"What about the previous week?
Could she have slipped the letter in the box?"
"It's possible.
She was shopping in the town that afternoon." He paused.
"The same applies to Miss Emily Barton.
She was out shopping early yesterday afternoon and she went for a walk to see some friends on the road past the Symmingtons' house the week before."
I shook my head unbelievingly.
Finding the cut book in Little Furze was bound, I knew, to direct attention to the owner of that house, but when I remembered Miss Emily coming in yesterday so bright and happy and excited...
Damn it all - excited... Yes, excited - pink cheeks - shining eyes - surely not because - not because -
I said thickly: "This business is bad for one!
One sees things - one imagines things -"
Nash nodded sympathetically.
"Yes, it isn't very pleasant to look upon these fellow creatures one meets as possible criminal lunatics." He paused for a moment, then went on,
"And there's Mr. Pye -" I said sharply
"Do you have considered him?"
Nash smiled.
"Oh yes, we've considered him all right.
A very curious character - not, I should say, a very nice character.
He has no alibi. He was in his garden, alone, on both occasions."
"So you're not only suspecting women?"
"I don't think men wrote the letters - in fact, I'm sure of it - always excepting our Mr. Pye, that is to say, who's got an abnormally female streak in his character.
But we've checked up on everybody for yesterday afternoon.
That's a murder case, you see.
You're all right," he grinned, "and so's your sister, and Mr. Symmington didn't leave his office after he got there and Dr. Griffith was on a round in the other direction, and I've checked up on his visits." He paused, smiled again, and said,
"You see, we are thorough."
I said slowly:
"So your case is eliminated down to those three?

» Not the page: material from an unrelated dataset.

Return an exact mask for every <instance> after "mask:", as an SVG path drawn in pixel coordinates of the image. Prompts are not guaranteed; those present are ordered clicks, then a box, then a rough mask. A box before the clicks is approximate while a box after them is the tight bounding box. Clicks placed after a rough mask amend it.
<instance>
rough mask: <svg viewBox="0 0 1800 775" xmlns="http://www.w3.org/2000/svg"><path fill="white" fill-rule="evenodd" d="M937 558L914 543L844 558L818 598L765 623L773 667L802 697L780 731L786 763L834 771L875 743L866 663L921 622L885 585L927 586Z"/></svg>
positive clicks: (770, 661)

Mr. Pye, Miss Griffith, little Miss Barton?"
"Oh, no, we've got a couple more - besides the vicar's lady."
"You've thought of her?"
"We've thought of everybody, but Mrs. Dane Calthrop is a little too openly mad, if you know what I mean. Still, she could have done it.
She was in a wood watching birds yesterday afternoon - and the birds can't speak for her."
He turned sharply as Owen Griffith came into the police station.
"Hullo, Nash.
I heard you were around asking for me this morning.
Anything important?"
"Inquest On Friday, if that suits you, Dr. Griffith."
"Right.
Moresby and I are doing the P.M. tonight."
Nash said, "There's just one other thing, Dr. Griffith.
Mrs. Symmington was taking some powders or something, that you prescribed to her -"
He paused.
Owen Griffith said interrogatively, "Yes?"
"Would an overdose of those powders have been fatal?"
"Certainly not," Griffith said drily. "Not unless she'd taken about twenty-five of them!"
"But you once warned her about exceeding the dose, so Miss Holland tells me."
"Oh, that, yes.
Mrs. Symmington was the sort of woman who would go and overdo anything she was given - fancy that to take twice as much would do her twice as much good, and you don't want anyone to overdo even phenacetin or aspirin - bad for the heart.
And anyway there's absolutely no doubt about the cause of death. It was cyanide."
"Oh, I know that - you don't get my meaning.